Table of Contents

The Qiblah

The schools concur that the Ka’bah is the qiblah of the one who is near it and is able to see it. They differ regarding the qiblah of one who is away from the Ka’bah and unable to see it.

The Hanafis, Malikis, Hanbalis and a group of Imami legists observe: The qiblah of one at a distance is the direction of the Ka’bah and not the Ka’bah itself.

The Shafi’is and most Imamis state: It is wajib for one who is near the Ka’bah as well for one at a distance, to face the Ka’bah itself. Thus, if it is possible to ascertain that one is facing the Ka’bah itself, one must do so; otherwise the probability (zann) that one may be facing it, is sufficient. It is obvious that one who is far away from the Ka’bah is in no way capable of ascertaining that he is facing the Ka’bah, considering that the earth is spherical. Consequently, the qiblah of one away from the Ka’bah will be the direction of the Ka’bah and not the Ka’bah itself.

Ignorance of the Qiblah (Direction)

It is wajib for a person ignorant of the qiblah to inquire and strive to determine its exact or approximate direction1, and in case neither of the two is possible, the four Sunni schools and a group from among the Imamis say: He may perform salat in any direction; his salat will be valid and it will not be wajib for him to repeat it except in the opinion of the Shafi’is.

Most Imamis observe: He will perform Salat in four directions to comply with the command for salat and to ascertain its proper performance. But if there isn’t sufficient time for performing salat four times or if one is incapable of performing it in four directions, he may perform salat in the directions that he can.

A Subsidiary Issue

If a person prays not facing the qiblah and comes to know about his mistake, the Imamis state: If the error is known during the salat and the correct qiblah lies between his two hands, the part of the salat already performed will be valid and he will have to correct his direction for the remaining part of the salat.

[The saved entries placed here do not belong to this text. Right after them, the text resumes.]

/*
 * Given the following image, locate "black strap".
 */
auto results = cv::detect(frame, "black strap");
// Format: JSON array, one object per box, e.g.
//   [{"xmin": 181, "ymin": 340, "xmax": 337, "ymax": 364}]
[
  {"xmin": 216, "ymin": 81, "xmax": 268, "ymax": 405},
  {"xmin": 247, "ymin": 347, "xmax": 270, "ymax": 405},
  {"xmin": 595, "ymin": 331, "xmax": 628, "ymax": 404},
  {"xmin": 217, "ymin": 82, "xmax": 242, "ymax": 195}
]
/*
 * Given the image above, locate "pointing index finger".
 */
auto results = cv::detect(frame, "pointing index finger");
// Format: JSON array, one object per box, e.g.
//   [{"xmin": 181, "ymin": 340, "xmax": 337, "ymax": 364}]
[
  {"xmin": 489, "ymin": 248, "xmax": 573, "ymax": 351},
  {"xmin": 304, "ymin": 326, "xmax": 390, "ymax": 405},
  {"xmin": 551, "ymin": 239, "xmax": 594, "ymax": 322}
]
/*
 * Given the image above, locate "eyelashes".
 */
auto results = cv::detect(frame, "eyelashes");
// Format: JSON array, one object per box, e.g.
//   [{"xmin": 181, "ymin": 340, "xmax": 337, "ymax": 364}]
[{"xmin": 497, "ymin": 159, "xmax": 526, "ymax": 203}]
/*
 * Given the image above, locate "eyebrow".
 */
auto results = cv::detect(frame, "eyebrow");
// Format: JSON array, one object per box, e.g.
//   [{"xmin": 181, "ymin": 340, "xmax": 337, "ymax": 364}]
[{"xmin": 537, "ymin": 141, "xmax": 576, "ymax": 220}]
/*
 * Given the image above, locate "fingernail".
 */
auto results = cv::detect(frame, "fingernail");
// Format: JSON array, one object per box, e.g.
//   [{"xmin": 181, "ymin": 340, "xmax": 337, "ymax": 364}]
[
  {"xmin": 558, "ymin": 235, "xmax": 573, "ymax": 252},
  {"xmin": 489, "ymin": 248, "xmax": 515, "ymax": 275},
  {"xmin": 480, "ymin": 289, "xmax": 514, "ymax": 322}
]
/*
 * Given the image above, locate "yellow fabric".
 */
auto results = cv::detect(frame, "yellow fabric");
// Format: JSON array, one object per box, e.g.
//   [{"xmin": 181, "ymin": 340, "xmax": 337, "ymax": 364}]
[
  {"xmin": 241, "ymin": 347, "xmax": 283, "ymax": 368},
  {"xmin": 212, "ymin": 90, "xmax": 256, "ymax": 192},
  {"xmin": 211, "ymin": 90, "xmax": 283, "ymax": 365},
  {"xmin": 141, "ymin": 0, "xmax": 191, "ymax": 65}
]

But if it is known that he has been praying facing the east, or the west, or the north with his back towards the qiblah (this is with reference to Lebanon where the qiblah lies to the south), the salat will be invalid and he will perform it anew.

If the error is known after performing the salat, it should be performed again if its time is still there, not otherwise. Some Imamis say: The salat will not be repeated if there is only a little deviation from the qiblah, irrespective of whether its time is still there or not.

But if it has been performed facing east or west [the right or the left (90 degrees off)], it should be repeated if its time is there, not otherwise. If the salat is performed with one’s back to the qiblah (180 degrees off), it should be repeated regardless of whether its time is still there or has passed.

The Hanafis and the Hanbalis observe: If after inquiring and striving to find the qiblah one is unable to ascertain its approximate direction and performs salat in a direction which turns out to be wrong, he must change his direction accordingly if the mistake is known during the salat, and if it is known afterwards his salat is valid and he has no further obligation.

The Shafi’is say: If it becomes certain that there has been a mistake in determining the qiblah, it is wajib to repeat the salat, but if there is only a likelihood of mistake, the salat is valid irrespective of whether the probability arises during the salat or after it.

As to one who neither makes an inquiry nor an effort to determine the qiblah, but by chance performs the salat in the right direction, the Malikis and Hanbalis consider his salat to be invalid (batil).

The opinion of the Imamis and the Hanafis is that his salat is valid provided he has no doubts while praying and was sure about the direction of the qiblah at the time of starting the salat, because, as pointed out by the Imamis, in such a situation it is correct for him to make the niyyah of acquiring nearness (qurbah) to God.

  • 1. The command to face Masjid al-Haram has come in verse 144 of Surat al-Baqarah (...So turn your face towards Masjid al-Haram), and the leave to turn in any direction in verse 115: (To God belong the East and the West; where ever you turn there is the Face of God). Some scholars have held that the former verse abrogates the latter.
    Others disagree and point out that there is no abrogation involved here, nor is it a case of one being particular and the other general. The way to reconcile the two verses, they point out, is that the former verse applies to those who know the direction of the qiblah and commands them to turn towards it. The latter verse specifically applies to one who is at a loss regarding its direction and orders him to perform salat in any direction he wants. This opinion seems to be more credible.